If I remove the "if (found)" statement everything works perfectly, but how do I get around this without removing that?

Thanks in advance

---------------edit---------------

Okay, when I changed length to 20 it still didn't seem to work. I'm so lost.

Here is where I create the array

inFile >> num;
for (int i=0; i<length && inFile; i++)
{
  search.addToList(num);
  inFile >> num;
}

and here is the addToList function

 void Search::addToList(ItemType num)
 {
   if (index < length)  //ive tried taking out this statement just to see if it makes a difference and it didn't
   {
     list[index] = num;
     index++;
   }
 }

I initialize index to 0 in the constructor

This is how I declare the array

    ItemType list[length]; 

IT WORKS!!!! Thank you all SO much! I really appreciate it so much.

Answer 1

There are 2 solutions : length should get 20 as value

length = 20;

or use "<=" instead of "<" (in this case "length" should be named "lastIndex")

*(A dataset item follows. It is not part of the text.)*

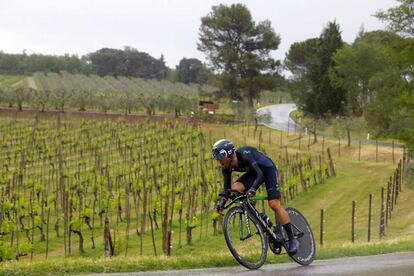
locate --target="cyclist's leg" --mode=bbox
[262,166,299,254]
[262,166,290,225]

void Search::sequential(ItemType item, bool& found) 
{  
  int index = 0; 
  while (index <= length && item != list[index]) 
    index++; 
  found = (index <= length);  
} 

Answer 2

INDEX SEQUENTIAL SEARCH USING C

this code works for all the cases ie if we are finding last element in an array this code will work...

#include<stdio.h>
void main()
{
  int d[100],kin[20],pin[20],temp,k,i,j=0,n,n1=0,start,end;
  printf("Enter the number of elements:");
  scanf("%d",&n);
  for(i=0;i<n;i++)
    scanf("%d",&d[i]);
  printf("Enter the number to be searched:");
  scanf("%d",&k);
  for(i=0;i<n;i+=3)
  {
    kin[n1]=d[i];
    pin[n1]=i;
    n1++;
  }
  if(k < kin[0])
  {
    printf("element not found");
    exit(0);
  }
  else
  {
    for(i=1;i<=n1;i++)
      if(k < kin[i] )
      {
        start=pin[i-1];
        end=pin[i];
        break;
      }
      else
      {
        start=n1;
        end=n-1;
      }
  }
  for(i=start;i<=end;i++)
  {
    if(k==d[i])
    {
      j=1;
      break;
    }
  }
  if(j==1)
    printf("element found at position %d",i);
  else
    printf("element not found");
}

Answer 3

看一下您的搜索功能，当您尝试找到第20个数字时，索引将具有什么值？

Answer 4

If you've got 20 numbers, then why do you set length to 19? That's very counter-intuitive.

Answer 5

Classic Off-By-One issue. See @Kipotlov's answer for code corrections.